Relations Mars-avril 2015

Dominique Bernier

Quand les loups de la finance montrent patte verte

L’auteure, militante écologiste, est conseillère en éducation pour un avenir viable à la Centrale des syndicats du Québec (CSQ)

Faire de la nature une marchandise et un capital en prétendant que c’est une façon de la sauver consolide la domination d’une sphère économique et financière qui nourrit les crises plus qu’elle ne les résout.

La notion d’« économie verte » se base sur la thèse selon laquelle il est possible de maximiser la croissance économique tout en contrant la destruction environnementale par le biais de l’innovation technologique et à l’aide d’instruments financiers.
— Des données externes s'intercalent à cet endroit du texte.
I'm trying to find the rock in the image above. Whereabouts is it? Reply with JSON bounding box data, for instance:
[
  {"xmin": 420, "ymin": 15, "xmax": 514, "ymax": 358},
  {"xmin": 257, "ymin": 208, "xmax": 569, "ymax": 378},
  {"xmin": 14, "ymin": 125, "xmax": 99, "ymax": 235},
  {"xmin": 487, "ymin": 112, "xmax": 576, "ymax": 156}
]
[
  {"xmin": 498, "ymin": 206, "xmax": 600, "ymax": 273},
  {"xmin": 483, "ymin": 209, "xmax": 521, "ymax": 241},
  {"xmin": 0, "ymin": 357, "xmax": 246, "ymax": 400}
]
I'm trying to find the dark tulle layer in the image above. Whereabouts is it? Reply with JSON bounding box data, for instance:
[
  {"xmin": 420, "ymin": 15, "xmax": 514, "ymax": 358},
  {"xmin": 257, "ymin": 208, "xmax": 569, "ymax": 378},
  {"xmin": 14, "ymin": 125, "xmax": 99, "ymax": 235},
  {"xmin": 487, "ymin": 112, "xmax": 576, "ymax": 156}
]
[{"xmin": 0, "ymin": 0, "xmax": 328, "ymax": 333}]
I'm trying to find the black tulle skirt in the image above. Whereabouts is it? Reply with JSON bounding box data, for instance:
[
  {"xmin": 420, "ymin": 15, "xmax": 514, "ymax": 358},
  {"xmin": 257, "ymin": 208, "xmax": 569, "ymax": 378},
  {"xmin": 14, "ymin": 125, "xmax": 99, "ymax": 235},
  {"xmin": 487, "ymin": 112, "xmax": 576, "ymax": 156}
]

L’idée est alléchante, puisqu’elle suggère que des correctifs mineurs apportés à notre modèle économique suffisent pour régler à la fois les crises écologiques, énergétiques et financières. Toutefois, telle que promue par les institutions internationales (PNUE/ONU, Banque mondiale, etc.) et nos gouvernements, l’économie verte ne désigne rien d’autre qu’un capitalisme « vert ». Or, la « main invisible » du marché est-elle vraiment à même de nous sortir du pétrin?

Un peu d’histoire

La prise de conscience de notre rapport destructeur à l’environnement et des conséquences potentiellement néfastes pour notre espèce est relativement récente. Il a en effet fallu de nombreuses catastrophes écologiques et sociales pour que la communauté internationale se penche sur la question. L’un des points tournants en la matière est la publication, en 1962, du livre Printemps silencieux (Silent Spring), de Rachel Carson, zoologiste et biologiste américaine réputée. Ce best-seller met en lumière les effets catastrophiques du pesticide DDT sur la faune et sur l’humain. L’auteure souligne également la désinformation soutenue par l’industrie chimique sur cette question, la recherche du profit primant sur la protection du bien commun.

Dix ans plus tard, en 1972, une équipe du Massachusetts Institute of Technology publie Halte à la croissance? Rapport sur les limites de la croissance, à la demande du Club de Rome. Ce rapport dresse un constat troublant de la situation écologique mondiale et pointe du doigt la croissance économique et l’accroissement démographique comme causes premières. Il postule qu’il faut mettre fin à la croissance et rechercher plutôt l’équilibre pour éviter l’effondrement du système mondial. Bien que la validité de son analyse ait été largement démontrée, il a, on s’en doute, essuyé plusieurs critiques venant de défenseurs du modèle économique dominant. Remettre en question la viabilité de la croissance, c’est ébranler fortement l’édifice capitaliste qu’elle soutient. Par conséquent, une nouvelle branche de la science économique fait son apparition peu après : l’économie de l’environnement, qui cherche à chiffrer les « services » rendus par la nature et à les faire entrer dans les petites cases de la théorie économique néoclassique.

C’est sur cette base qu’est publié, en 1987, le rapport Brundtland (Notre avenir à tous), qui préparera le terrain au sommet de Rio de 1992 et introduira le concept de développement durable, qui réhabilite par la bande la croissance économique. Ce concept vient toutefois donner des balises à cette croissance en soulignant que pour qu’il y ait durabilité, les questions sociale et environnementale doivent avoir le même poids que la question économique dans les processus décisionnels. Au fil du temps cependant, il sera vidé de son sens premier, autant par les gouvernements que par bon nombre d’entreprises qui y voient une occasion de verdir leur image sans rien changer à leurs pratiques.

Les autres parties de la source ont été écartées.